Zakonnice różne interesy ubijają z Panem Jezusem

ak

publikacja 31.01.2020 12:17

S. Małgorzata Korniluk, franciszkanka misjonarka Maryi – jedna z kilkuset sióstr zakonnych pracujących w naszej diecezji. Jutro w Gliwicach międzydiecezjalne obchody Dnia Życia Konsekrowanego.

S. Małgorzata Korniluk FMM S. Małgorzata Korniluk FMM
Andrzej Kerner /Foto Gość

- W 2006 roku Pan Bóg dał mi prezent, który był zaszczytem, powiem szczerze. To była choroba. Którą przeżyłam, niestety. To był rak przypadkiem odkryty. Taki rak, który kiedy już daje u kobiet objawy, to przeżywalność jest bardzo niska. Ale ja podniosłam statystyki – mówi s. Małgorzata Korniluk, franciszkanka misjonarka Maryi (FMM) ze wspólnoty w Kietrzu.

Szokuje mnie to: „przeżyłam, niestety”. Siostra Małgorzata tłumaczy tak:

- Zakonnice często mają różne umowy z Panem Jezusem. Różne interesy ubijają na boku. Jedna za coś się ofiaruje, druga chce bardziej uczestniczyć w ofierze Pana Jezusa. Też takie interesy miałam. I nagle zaczęło się coś dziać. Miałam przeczucie, że to jest to, ten interes. Prezent od Pana Boga. Zanim jeszcze mnie zdiagnozowano Tak, cieszyłam się, że będę mogła cierpieć. I to ze skutkiem śmiertelnym – mówi.

– Czasami Pan Bóg daje zakosztować swojej obecności. Ślad po tym jest tak mocny, że człowiek ma serce już po drugiej stronie.

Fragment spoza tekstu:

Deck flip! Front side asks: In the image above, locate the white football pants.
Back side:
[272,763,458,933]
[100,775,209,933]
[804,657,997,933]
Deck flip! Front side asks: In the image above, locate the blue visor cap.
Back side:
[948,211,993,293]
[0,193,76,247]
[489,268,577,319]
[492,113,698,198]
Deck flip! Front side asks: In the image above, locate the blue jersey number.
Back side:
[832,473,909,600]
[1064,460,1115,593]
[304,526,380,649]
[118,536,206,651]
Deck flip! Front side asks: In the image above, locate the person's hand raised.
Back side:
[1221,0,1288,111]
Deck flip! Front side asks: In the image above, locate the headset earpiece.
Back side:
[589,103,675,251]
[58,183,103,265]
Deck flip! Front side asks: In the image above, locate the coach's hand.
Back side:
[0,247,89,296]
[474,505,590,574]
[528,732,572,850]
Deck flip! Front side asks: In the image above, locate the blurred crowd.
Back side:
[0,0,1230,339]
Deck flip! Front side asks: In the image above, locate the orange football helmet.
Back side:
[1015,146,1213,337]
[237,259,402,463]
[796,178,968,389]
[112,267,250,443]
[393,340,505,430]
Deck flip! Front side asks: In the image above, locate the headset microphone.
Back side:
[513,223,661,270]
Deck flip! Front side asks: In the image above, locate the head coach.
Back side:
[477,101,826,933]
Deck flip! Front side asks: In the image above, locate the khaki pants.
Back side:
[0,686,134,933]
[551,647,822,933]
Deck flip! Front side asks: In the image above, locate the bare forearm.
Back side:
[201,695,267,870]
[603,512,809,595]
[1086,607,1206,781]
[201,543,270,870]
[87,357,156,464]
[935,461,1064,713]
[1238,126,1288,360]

Jeśli tak doświadczy się miłości Pana Boga i Jego obecności – która porywa wnętrze człowieka – zmienia się naprawdę wszystko. Nigdy bym się nie obraziła, gdyby mnie stąd zabrał – tłumaczy dalej s. Małgorzata Korniluk.

Pragnienie znalezienia się „po drugiej stronie” - gdzie jej serce było już odkąd doświadczyła mocno obecności Bożej w wieku 14 lat – nie niwelowało cierpienia, nie uśmierzało bólu po operacjach czy podczas przyjmowania dawek chemioterapii.

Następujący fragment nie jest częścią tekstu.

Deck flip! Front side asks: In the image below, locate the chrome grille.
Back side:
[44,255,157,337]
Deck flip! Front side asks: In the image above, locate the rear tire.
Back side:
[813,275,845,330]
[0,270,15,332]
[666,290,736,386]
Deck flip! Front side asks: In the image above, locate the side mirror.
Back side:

Siostra przeżyła ciężkiego raka, potem wyjechała na misje do Węgier i na ukraińskie Zakarpacie by pracować wśród mniejszości węgierskiej. Potem była  przez trzy lata w pustelniczym zakonie paulinek, gdzie pociągnęło ją – mocne od młodości - pragnienie życia kontemplacyjnego. Od dwóch lat – ponownie – jest we wspólnocie franciszkanek w Kietrzu, które prowadzą tam Dom Pomocy Społecznej dla dziewcząt i kobiet intelektualnie niepełnosprawnych. Prowadzi tam teatr, sama pisze scenariusze i reżyseruje spektakle, które dziewczęta z DPS prezentują w wielu miejscach naszej diecezji i w całym kraju.

Więcej o s. Małgorzacie Korniluk przeczytacie w „Gościu Opolskim” nr 6/ 9 lutego.

Natomiast jutro w Gliwicach odbędą się międzydiecezjalne obchody Dnia Życia Konsekrowanego. Rozpoczną się Mszą św. o godz. 10 pod przewodnictwem biskupów diecezji gliwickiej i opolskiej.